Given that poverty and inequality are not going to go away – in fact they are now bound to increase, both because of the damage to infrastructure and the huge blow to investment confidence – this risks being merely the first round in a jerky and uneven process which ends in the disintegration of the state. If the government has any sense at all it will now that it faces a Rubicon every bit as decisive as the one the Nationalists faced in the 1980s.

Unfortunately, Ramaphosa’s solution – a Basic Income Grant “to show we care” – is precisely wrong. There is no way that the fiscus can afford that burden: it will simply speed up our future loss of sovereignty to the IMF. And anyway, more charity is not the way. The only way out of this dire situation is sustained and accelerated economic growth.

As things stand per capita real incomes have been shrinking for seven years. Given Tito Mboweni’s fiscal austerity we are facing several more years of slow growth and thus further falls in per capita real incomes. How long do we think that can go on for without producing even larger popular reactions, even more public disorder and, doubtless, more attempts to exploit this popular discontent by unscrupulous populists?

So the only way out is rapid economic growth. We can’t make huge charitable handouts because we need to invest that money to create growth. It will also create jobs and national morale will soar if the public can see determined, positive steps towards that.

The problem is that what has produced the present funereal rate of growth and steadily falling real incomes is precisely the mix of economic policies that the government is operating now. All that needs to change. BEE needs to go. The Mining Charter needs to go. “Localisation” needs to go. Cadre deployment needs to go. The ports, railways and energy need to be run by the private sector.

When Thabo Mbeki pushed through affirmative action and Africanised the civil service people pointed to a skills shortage. Mbeki dismissed this as “an urban legend”. Today the Auditor-General talks of “capacity problems” right across the entire administration of government, showing just what nonsense that was.

That too needs to be recognised and a policy of “the right person for the job” needs to be followed throughout the economy.

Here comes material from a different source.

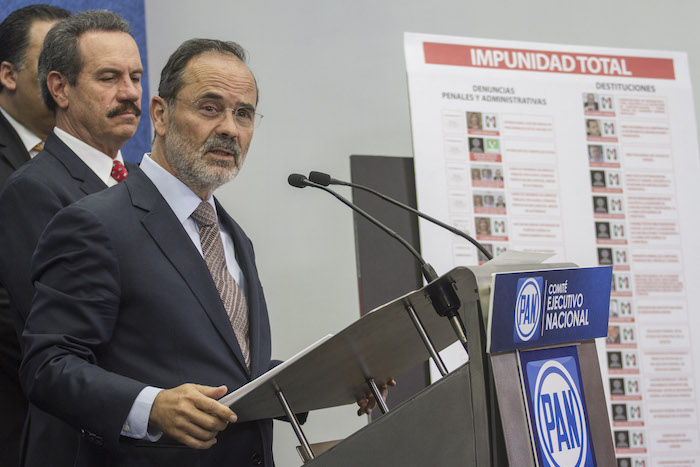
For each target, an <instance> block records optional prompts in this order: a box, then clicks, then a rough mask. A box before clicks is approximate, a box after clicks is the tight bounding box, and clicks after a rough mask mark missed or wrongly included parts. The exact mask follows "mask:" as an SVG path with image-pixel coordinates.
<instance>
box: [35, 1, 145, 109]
mask: <svg viewBox="0 0 700 467" xmlns="http://www.w3.org/2000/svg"><path fill="white" fill-rule="evenodd" d="M89 31H105V32H112V31H116V32H124V33H127V34H129V35H131V28H130V27H129V23H127V22H126V20H125V19H124V18H122V17H121V16H119V15H118V14H116V13H113V12H111V11H107V10H88V11H83V12H80V13H76V14H74V15H73V16H70V17H68V18H66V19H64V20H63V21H61V22H60V23H58V24H56V25H55V26H54V27H53V28H51V30H50V31H49V32H48V34H46V38H45V39H44V47H43V48H42V49H41V54H40V55H39V67H38V73H39V85H40V87H41V97H42V99H43V100H44V103H45V104H46V106H47V107H48V108H49V110H52V111H53V112H55V111H56V102H55V101H54V100H53V96H52V95H51V93H50V92H49V88H48V86H47V85H46V78H47V77H48V76H49V73H51V72H52V71H57V72H59V73H61V74H62V75H63V76H64V77H65V78H66V79H67V80H68V83H69V84H71V85H72V86H75V84H76V83H77V81H78V75H79V74H80V71H81V70H82V69H83V57H82V54H81V52H80V45H79V44H78V39H79V38H80V36H81V35H83V34H85V33H86V32H89Z"/></svg>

If that means a setback for “transformation”, so be it: growth and jobs are more important and, after all, demography alone will ensure transformation in time.

The problem is, of course, that getting such policies through the ANC’s NEC is as likely as getting the Synod of the Dutch Reformed Church of the 1980s to go to Sun City for a naughty weekend. But that is the whole point. What happened to the DRC in the 1990s, after all?

Because it couldn’t move with the times the whole historic bloc of which it was part lost power and relevance. The National Party, the Conservative Party and the AWB are no more and the DRC is barely a shadow of its former self. PW Botha warned that it was a matter of “reform or die” – but he failed to cross his Rubicon so it became reform and die.

A similar choice now faces the ANC. If it refuses to cross its Rubicon we face a future of increasing lawlessness, a dissolution into racial enclaves, vigilantism and warlordism - in a word, national disintegration.

Time is now very short. Ramaphosa’s admiration for Mandela shines out of him – doubtless he would have been better suited to be President in that era. But he’s President in this here and now and these are the choices he faces. Does he have the courage to face them – or is he willing to go down as the man who killed Mandela’s republic?

R.W. Johnson

This article first appeared in Rapport newspaper.